Question

Consider the system of linear equations\[ \begin{cases}x + y + t = 4, \\2x - 4t = 7, \\x + y + z = 5, \\x - 3y - z - 10t = \lambda,\end{cases}\]where \( x, y, z, t \) are variables and \( \lambda \) is a constant. Then which one of the following is true?

• A. If \( \lambda = 1 \), then the system has a unique solution.
• B. If \( \lambda = 2 \), then the system has infinitely many solutions.
• C. If \( \lambda = 1 \), then the system has infinitely many solutions.
• D. If \( \lambda = 2 \), then the system has a unique solution.

Answer 1

The Correct Option is C

We need to analyze the system of linear equations given below and determine for which value of \( \lambda \) the system has infinitely many solutions:

\(\begin{cases} x + y + t = 4, \\ 2x - 4t = 7, \\ x + y + z = 5, \\ x - 3y - z - 10t = \lambda, \end{cases}\)

To begin, let's rewrite these equations for clarity:

1. The first equation is: \(x + y + t = 4\).
2. The second equation is: \(2x - 4t = 7\).
3. The third equation is: \(x + y + z = 5\).
4. The fourth equation is: \(x - 3y - z - 10t = \lambda\).

We observe that equations (3) and (4) both contain the variable \( z \), so let's start by eliminating it.

Subtract equation (3) from equation (4):

\((x - 3y - z - 10t) - (x + y + z) = \lambda - 5\)

This results in:

\(-4y - 10t - 5 = \lambda - 5\)

We can simplify this equation as:

\(-4y - 10t = \lambda - 5 + 5 \Rightarrow -4y - 10t = \lambda\)

Continuing further, we observe the system of equations:

1. \(x + y + t = 4\)
2. \(2x - 4t = 7\)
3. \(-4y - 10t = \lambda\)

The crucial part here is to determine if there exist solutions that satisfy all the equations simultaneously.

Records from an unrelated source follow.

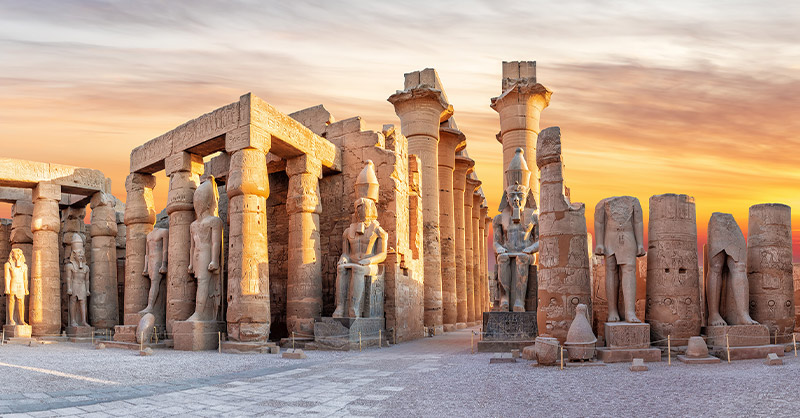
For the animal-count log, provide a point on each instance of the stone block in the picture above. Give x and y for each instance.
(196, 335)
(738, 335)
(624, 335)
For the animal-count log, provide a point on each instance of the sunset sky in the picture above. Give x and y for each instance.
(652, 97)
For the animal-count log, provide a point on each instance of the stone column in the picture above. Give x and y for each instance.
(184, 170)
(104, 302)
(673, 277)
(421, 110)
(469, 245)
(769, 268)
(304, 283)
(463, 166)
(520, 106)
(45, 275)
(248, 314)
(140, 215)
(22, 237)
(450, 142)
(476, 253)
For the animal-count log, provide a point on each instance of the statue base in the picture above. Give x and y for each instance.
(80, 334)
(197, 335)
(17, 331)
(347, 333)
(504, 331)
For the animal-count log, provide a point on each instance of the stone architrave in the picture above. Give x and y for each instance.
(769, 268)
(727, 288)
(619, 230)
(563, 272)
(673, 283)
(248, 315)
(421, 108)
(139, 218)
(520, 106)
(450, 141)
(104, 303)
(45, 287)
(304, 286)
(463, 165)
(184, 171)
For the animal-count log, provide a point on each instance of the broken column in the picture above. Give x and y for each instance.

Solving for \( x \) and \( t \) via the second equation:

From (2), express \( x \) as:

\(x = \frac{7}{2} + 2t\)

Substitute this \( x \) into equation (1):

\(\left( \frac{7}{2} + 2t \right) + y + t = 4\)

Simplifying gives us:

\(y + 3t = \frac{1}{2}\)

We also have the simplified equation (3): \(-4y - 10t = \lambda\).

Substitute \( y = \frac{1}{2} - 3t \) into \( -4y - 10t = \lambda \):

\(-4\left(\frac{1}{2} - 3t\right) - 10t = \lambda\)

This simplifies to:

\(-2 + 12t - 10t = \lambda \Rightarrow 2t - 2 = \lambda\)

Rearranging gives us:

\(t = \frac{\lambda + 2}{2}\)

Substitute this \( t \) back to find \( y \):

\(y = \frac{1}{2} - 3\left(\frac{\lambda + 2}{2}\right)\) gives \(y = \frac{1}{2} - \frac{3\lambda}{2} - 3\) which simplifies to \(y = -\frac{3\lambda}{2} - \frac{5}{2}\).

When you try solving for \( x, y, z, \) and \( t \), we see that there are solutions available contingent to \( \lambda \). When \(\lambda = 1\), we realize that this allows for dependencies that result in infinitely many solutions by varying \( t \).

Thus, considering all these calculations and dependencies involved, the option stating 'If \( \lambda = 1 \), then the system has infinitely many solutions.' is indeed accurate.